Run Roses, Run!

I'm struggling to believe that nearly a month has past since I last blogged. My days settled into a routine which went along these lines:

Wake up early (like at 6am, sometimes even before the alarm went off)
Go running/Exercise
Go to work
Work like a dawg
Come home
Collapse in bed by 9.30

Rinse and repeat ad nauseum.

Dave has been concerned that I've been training by myself. He believes that running with others is more motivating. I loathe exercising with other people and have resisted his suggestions vigourously. I've been getting up, pretty much every other day and getting my backside out the door, with my Zombies! Run 5k training. He did suggest I sign up for the Sports Relief mile, which I duly did. It helped having a nearby goal. November's Half Marathon is still quite a way away. 

I've been steadily noting my improvements: running to every third tree, to running down the length of the park, to running all way around the park. Still not a mile without stopping though.

I made the mistake of asking advice from one of the guys at work who runs marathons regularly. As we chatted, he asked about my heart rate and as I'm a keen keeper of biometric stats, I was able to answer. At which point he fell about laughing. Apparently, 183 bpm is still ridiculously high. Like I didn't already know. There was much hilarity at my expense and I crept away. 

You see, I am still the girl who got picked second to last for team sports at school. I am still the girl who finished last at pretty much every awful sports day throughout my school life. I am the girl who people laughed and laughed at because I was slow and uncoordinated. 

When I thought about the Norwich Half Marathon in November, it was something I was curious about doing. I was interested to see how I would do setting a goal and working towards it. I wanted to challenge myself. I never expected to fall in love with running.

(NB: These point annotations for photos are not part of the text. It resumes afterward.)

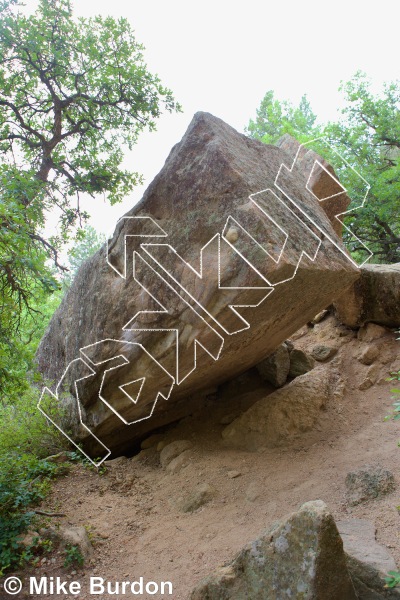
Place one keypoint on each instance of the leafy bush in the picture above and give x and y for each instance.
(24, 482)
(73, 556)
(26, 437)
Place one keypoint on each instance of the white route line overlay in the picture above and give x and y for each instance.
(199, 274)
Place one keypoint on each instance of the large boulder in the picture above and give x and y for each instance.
(226, 256)
(374, 298)
(301, 557)
(284, 414)
(321, 179)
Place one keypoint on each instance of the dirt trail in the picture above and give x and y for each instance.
(133, 509)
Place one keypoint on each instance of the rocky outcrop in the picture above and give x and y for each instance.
(374, 298)
(367, 561)
(321, 179)
(367, 482)
(284, 414)
(301, 557)
(227, 254)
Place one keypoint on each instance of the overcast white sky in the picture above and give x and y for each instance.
(222, 57)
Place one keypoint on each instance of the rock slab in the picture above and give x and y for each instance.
(301, 557)
(374, 298)
(228, 253)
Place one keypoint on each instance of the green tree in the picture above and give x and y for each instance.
(74, 93)
(275, 117)
(367, 136)
(88, 243)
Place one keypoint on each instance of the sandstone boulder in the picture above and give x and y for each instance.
(367, 561)
(275, 368)
(300, 363)
(284, 414)
(321, 179)
(301, 557)
(228, 254)
(375, 298)
(368, 482)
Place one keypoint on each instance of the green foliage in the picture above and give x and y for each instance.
(23, 483)
(89, 241)
(73, 557)
(367, 136)
(393, 579)
(74, 93)
(275, 118)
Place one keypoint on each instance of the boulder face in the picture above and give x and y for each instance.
(227, 254)
(301, 557)
(374, 298)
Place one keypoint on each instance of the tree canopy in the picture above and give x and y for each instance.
(367, 136)
(74, 94)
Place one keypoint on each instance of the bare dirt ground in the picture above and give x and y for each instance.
(133, 511)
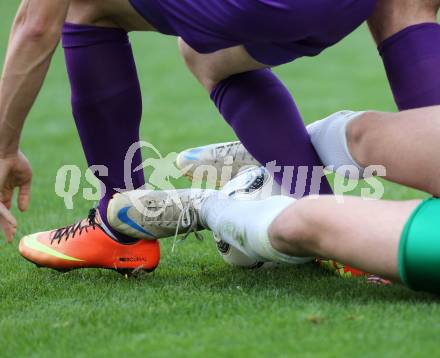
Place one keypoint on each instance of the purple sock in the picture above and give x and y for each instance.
(264, 116)
(106, 102)
(412, 62)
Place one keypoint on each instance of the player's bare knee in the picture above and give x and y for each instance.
(293, 232)
(88, 12)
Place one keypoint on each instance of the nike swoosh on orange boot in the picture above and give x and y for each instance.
(87, 245)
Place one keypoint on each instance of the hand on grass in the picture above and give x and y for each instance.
(15, 172)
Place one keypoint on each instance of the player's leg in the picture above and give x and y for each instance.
(256, 104)
(399, 240)
(106, 97)
(261, 111)
(364, 234)
(107, 107)
(409, 42)
(405, 143)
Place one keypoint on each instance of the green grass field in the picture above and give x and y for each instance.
(195, 305)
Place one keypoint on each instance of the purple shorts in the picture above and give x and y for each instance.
(273, 31)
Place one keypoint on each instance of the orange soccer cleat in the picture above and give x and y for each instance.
(86, 245)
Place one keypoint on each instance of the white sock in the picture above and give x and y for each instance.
(245, 225)
(329, 137)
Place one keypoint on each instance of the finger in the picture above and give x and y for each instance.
(7, 223)
(6, 215)
(24, 196)
(8, 230)
(6, 198)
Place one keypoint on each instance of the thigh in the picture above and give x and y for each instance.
(208, 26)
(112, 13)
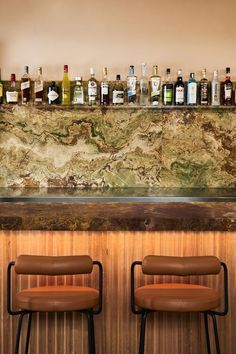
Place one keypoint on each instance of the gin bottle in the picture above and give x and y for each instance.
(144, 92)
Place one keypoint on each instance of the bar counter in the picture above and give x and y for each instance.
(133, 209)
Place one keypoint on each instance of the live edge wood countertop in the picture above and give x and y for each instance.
(131, 209)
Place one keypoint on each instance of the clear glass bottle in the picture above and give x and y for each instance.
(12, 94)
(65, 87)
(155, 83)
(25, 86)
(92, 89)
(215, 89)
(38, 88)
(53, 93)
(204, 89)
(144, 89)
(131, 86)
(192, 90)
(1, 89)
(118, 93)
(228, 89)
(104, 94)
(167, 90)
(78, 97)
(179, 90)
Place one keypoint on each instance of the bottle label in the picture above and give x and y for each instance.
(179, 95)
(25, 85)
(228, 93)
(52, 95)
(12, 96)
(92, 90)
(38, 87)
(104, 88)
(118, 97)
(131, 86)
(155, 86)
(192, 93)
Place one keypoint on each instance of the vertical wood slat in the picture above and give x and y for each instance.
(117, 329)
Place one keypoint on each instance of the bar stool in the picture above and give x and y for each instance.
(60, 298)
(179, 297)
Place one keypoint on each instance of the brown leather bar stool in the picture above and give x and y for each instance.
(179, 297)
(60, 298)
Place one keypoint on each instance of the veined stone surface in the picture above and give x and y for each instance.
(51, 147)
(117, 147)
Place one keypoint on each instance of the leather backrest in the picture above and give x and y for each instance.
(165, 265)
(51, 265)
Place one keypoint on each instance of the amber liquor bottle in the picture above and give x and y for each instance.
(25, 86)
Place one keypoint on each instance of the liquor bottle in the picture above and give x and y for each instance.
(53, 93)
(92, 89)
(204, 89)
(11, 94)
(132, 86)
(104, 94)
(179, 90)
(1, 89)
(65, 87)
(192, 90)
(118, 93)
(215, 90)
(78, 97)
(167, 90)
(38, 88)
(155, 82)
(25, 86)
(144, 89)
(227, 89)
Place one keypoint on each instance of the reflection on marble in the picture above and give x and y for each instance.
(117, 147)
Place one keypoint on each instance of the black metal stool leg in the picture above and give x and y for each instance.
(215, 333)
(91, 339)
(142, 332)
(19, 332)
(28, 333)
(207, 333)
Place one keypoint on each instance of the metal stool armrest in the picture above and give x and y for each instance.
(136, 312)
(99, 309)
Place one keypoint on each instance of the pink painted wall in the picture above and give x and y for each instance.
(185, 34)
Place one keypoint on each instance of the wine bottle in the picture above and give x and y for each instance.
(25, 86)
(65, 87)
(11, 94)
(38, 88)
(53, 93)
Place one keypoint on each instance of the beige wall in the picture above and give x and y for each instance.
(187, 34)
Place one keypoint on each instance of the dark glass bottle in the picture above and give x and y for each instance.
(53, 93)
(25, 86)
(167, 90)
(179, 90)
(204, 89)
(227, 89)
(104, 93)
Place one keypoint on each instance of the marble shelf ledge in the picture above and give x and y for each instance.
(119, 210)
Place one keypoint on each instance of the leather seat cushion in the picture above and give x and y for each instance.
(57, 298)
(176, 297)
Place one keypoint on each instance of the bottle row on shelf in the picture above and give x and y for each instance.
(147, 91)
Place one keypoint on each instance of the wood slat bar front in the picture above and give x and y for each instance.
(117, 329)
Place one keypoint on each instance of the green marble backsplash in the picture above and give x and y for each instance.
(117, 147)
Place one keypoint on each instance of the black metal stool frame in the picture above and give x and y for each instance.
(22, 313)
(212, 314)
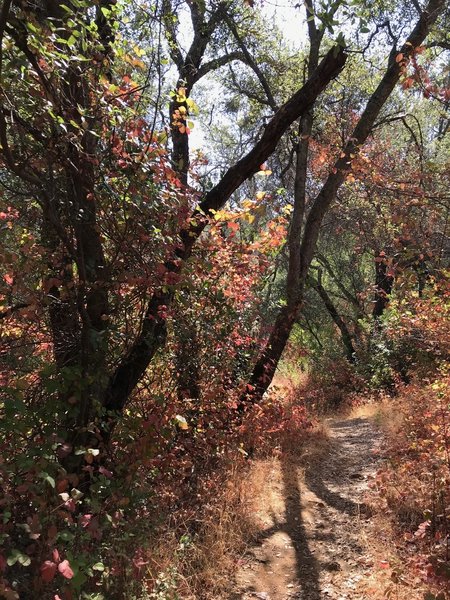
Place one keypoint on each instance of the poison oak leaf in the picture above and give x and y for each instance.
(48, 570)
(65, 570)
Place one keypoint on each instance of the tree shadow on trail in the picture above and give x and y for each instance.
(318, 480)
(307, 566)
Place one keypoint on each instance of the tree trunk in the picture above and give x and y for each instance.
(346, 336)
(266, 366)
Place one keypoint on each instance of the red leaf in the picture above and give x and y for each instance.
(65, 570)
(48, 570)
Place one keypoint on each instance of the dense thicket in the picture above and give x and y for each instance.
(148, 290)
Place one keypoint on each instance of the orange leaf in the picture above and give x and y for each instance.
(65, 570)
(48, 571)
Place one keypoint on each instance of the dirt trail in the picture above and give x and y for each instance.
(316, 527)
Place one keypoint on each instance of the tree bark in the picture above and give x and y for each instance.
(346, 336)
(266, 365)
(153, 331)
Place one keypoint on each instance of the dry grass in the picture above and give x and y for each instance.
(195, 560)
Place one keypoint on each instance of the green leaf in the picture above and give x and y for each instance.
(48, 478)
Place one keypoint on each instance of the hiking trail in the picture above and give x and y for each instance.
(314, 541)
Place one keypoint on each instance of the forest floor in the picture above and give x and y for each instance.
(317, 539)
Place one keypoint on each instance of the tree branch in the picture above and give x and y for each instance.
(216, 63)
(252, 63)
(153, 332)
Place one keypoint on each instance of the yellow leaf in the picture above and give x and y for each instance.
(181, 422)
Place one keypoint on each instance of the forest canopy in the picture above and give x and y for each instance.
(189, 197)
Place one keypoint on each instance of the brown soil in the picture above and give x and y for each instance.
(316, 528)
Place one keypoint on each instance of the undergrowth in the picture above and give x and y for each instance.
(415, 482)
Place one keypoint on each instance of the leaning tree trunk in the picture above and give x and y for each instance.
(266, 365)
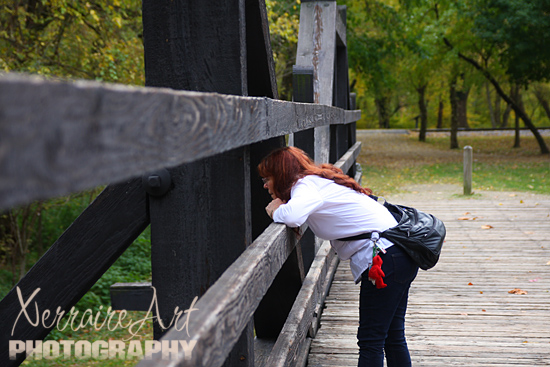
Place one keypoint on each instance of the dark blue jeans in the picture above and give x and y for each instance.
(382, 312)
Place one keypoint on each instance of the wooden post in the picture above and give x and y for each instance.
(468, 164)
(340, 134)
(316, 45)
(204, 223)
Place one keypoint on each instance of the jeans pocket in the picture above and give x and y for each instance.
(404, 268)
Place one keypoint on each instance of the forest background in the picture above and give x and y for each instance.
(413, 63)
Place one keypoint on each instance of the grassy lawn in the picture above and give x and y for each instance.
(391, 162)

I have fallen in love with running.

It's quite scary. I am usually awake before my alarm goes off. I bounce out of bed on my running days and get into my running gear as quickly as possible. I'm out the house and pounding the pave with my headphones blaring my running tracks, interspersed with the Zombies! Run 5k story and instructions: and a massive grin on my face. 

Today, I ran my first race in my adult life. Dave teased me good naturedley about having to beat the girl in 4c and not to feel bad when a bunch of 7 year olds over-took me. He wasn't far wrong actually. The race was full of primary school children with their parents. There were also people in fancy dress, Sports Relief onesies and miscellaneous adults (of which I was one).

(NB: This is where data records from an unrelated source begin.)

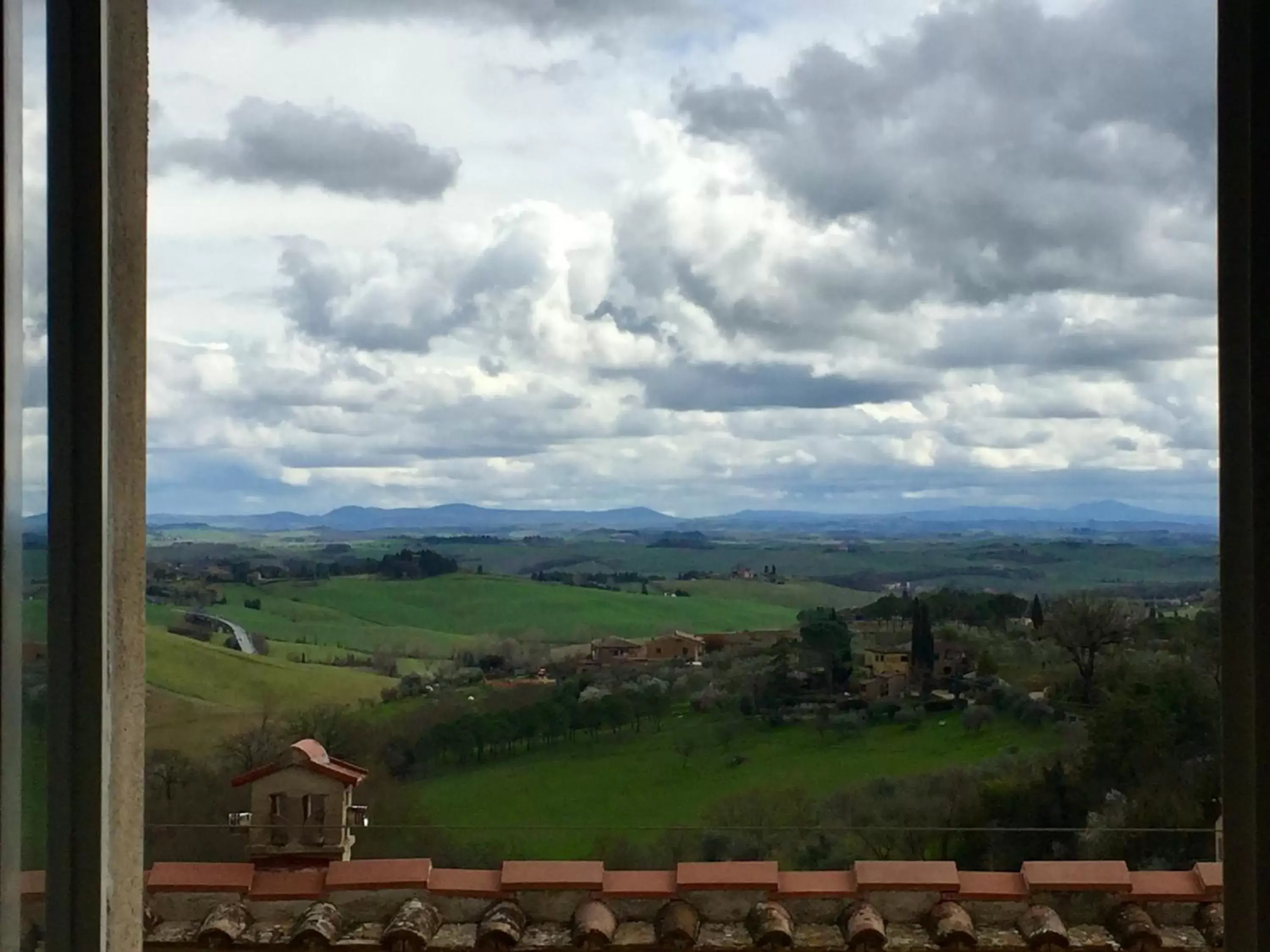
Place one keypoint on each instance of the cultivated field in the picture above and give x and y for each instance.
(435, 616)
(554, 804)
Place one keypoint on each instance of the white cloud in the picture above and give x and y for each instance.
(606, 309)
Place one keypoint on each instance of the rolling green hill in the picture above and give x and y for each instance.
(554, 804)
(436, 615)
(790, 594)
(244, 682)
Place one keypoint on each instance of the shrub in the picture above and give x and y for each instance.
(883, 711)
(975, 719)
(911, 719)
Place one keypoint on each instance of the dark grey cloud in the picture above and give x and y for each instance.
(724, 388)
(1005, 151)
(338, 150)
(734, 110)
(543, 16)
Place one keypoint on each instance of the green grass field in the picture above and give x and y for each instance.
(435, 616)
(244, 682)
(792, 594)
(638, 785)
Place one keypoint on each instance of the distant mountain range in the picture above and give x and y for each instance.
(1107, 516)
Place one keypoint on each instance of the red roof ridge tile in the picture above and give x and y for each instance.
(1209, 876)
(201, 878)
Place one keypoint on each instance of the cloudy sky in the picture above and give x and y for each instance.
(694, 254)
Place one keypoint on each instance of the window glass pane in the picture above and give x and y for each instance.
(35, 445)
(727, 431)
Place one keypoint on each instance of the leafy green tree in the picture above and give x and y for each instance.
(924, 640)
(828, 635)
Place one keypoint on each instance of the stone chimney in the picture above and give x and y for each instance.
(301, 808)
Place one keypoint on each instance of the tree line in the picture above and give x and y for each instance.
(981, 610)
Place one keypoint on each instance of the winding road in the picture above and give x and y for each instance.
(239, 633)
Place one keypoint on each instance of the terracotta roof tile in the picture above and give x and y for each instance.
(1004, 888)
(553, 875)
(1209, 876)
(728, 876)
(379, 875)
(639, 884)
(1077, 876)
(831, 884)
(1166, 886)
(914, 875)
(201, 878)
(467, 883)
(33, 884)
(289, 884)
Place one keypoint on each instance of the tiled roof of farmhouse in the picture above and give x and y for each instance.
(614, 641)
(902, 907)
(686, 636)
(312, 756)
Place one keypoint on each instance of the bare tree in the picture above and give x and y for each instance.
(254, 747)
(1085, 626)
(169, 771)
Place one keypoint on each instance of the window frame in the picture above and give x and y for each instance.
(80, 704)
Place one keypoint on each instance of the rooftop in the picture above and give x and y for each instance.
(905, 907)
(310, 756)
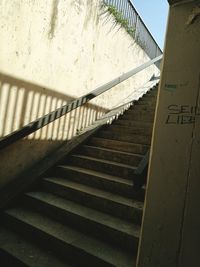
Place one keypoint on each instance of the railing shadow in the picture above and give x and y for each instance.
(22, 102)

I was crapping myself. What kind of a fraud was I? Wearing this running gear and thinking I could do this?

Dave suggested I aim to finish 11 mins 20 secs. For a beginner, he said it was a good start. Frankly, as I hadn't run a complete mile yet, I was just looking forward to finishing the race in one piece. I wasn't confident, but I was going to go for it.

We arrived on time and it was great to see everyone in such good spirits. The waiting around for the start was a bit nerve-wracking. When we were called to The Start, I was really nervous. Dave was there, I could see him out of the way to one side. And then, one of my Facebook friends and members of a fitness group found me and gave me the most massive hug. Her husband just finished his 10k run and she stayed on long enough to wish me luck.

The group warm-up was a pain. I got boxed in by kids and parents who were confused by the instructions and in all honesty, there was no stretching included (although, there is some debate as to whether stretching before a race keeps injuries down) and I got impatient.

The air horn going off was a complete relief! There was a downhill stretch and I started to create some space. I started weaving around the slower people running. It was a bit disconcerting to see small kids running past me, but as the race progressed, I learnt not to care too much.

Going up Opie Street was great. I like the uphill, felt good on my calves. Unfortunately, I ran out of puff going along Castle Meadow, I slowed right down and most of the people who I overtook early then got their own back. Karma really is a bitch. 

Once I got to the bottom of Theatre Street and that steady climb, I was really puffing hard. I focused on my breathing and keeping my running form. I ended up having a small walk, but got frustrated with myself when I realised I was on the home stretch. Chapelfield Park is where I train. Going through the entrance was such an emotional lift. I knew that path. Physically, I hurt. Not so much my shins but my breath and chest, I was pushing it. As I ran along the length of the park, I got over taken by two women. Suddenly, my competitiveness kicked in.

That is a totally weird feeling, let me tell you. I became Aggressive Bitch from Hell. I refused to have it. I picked up my pace and passed the first one and when I got the second one in my sights, just before the Finish Line, oh my goodness, I increased the length in my stride and fucking went for it!

I over took her and got to Finish Line.

It took me a few minutes to get my breath back, but I had my medal! I did it! And then Dave told me my time. He timed me exactly from Start to Finish.

I did it in 9 mins 44 secs!

Ladies and Gentlemen, I am trying to describe the feeling and failing miserably. Elation? Pleasure? Exhaustion? Exultation?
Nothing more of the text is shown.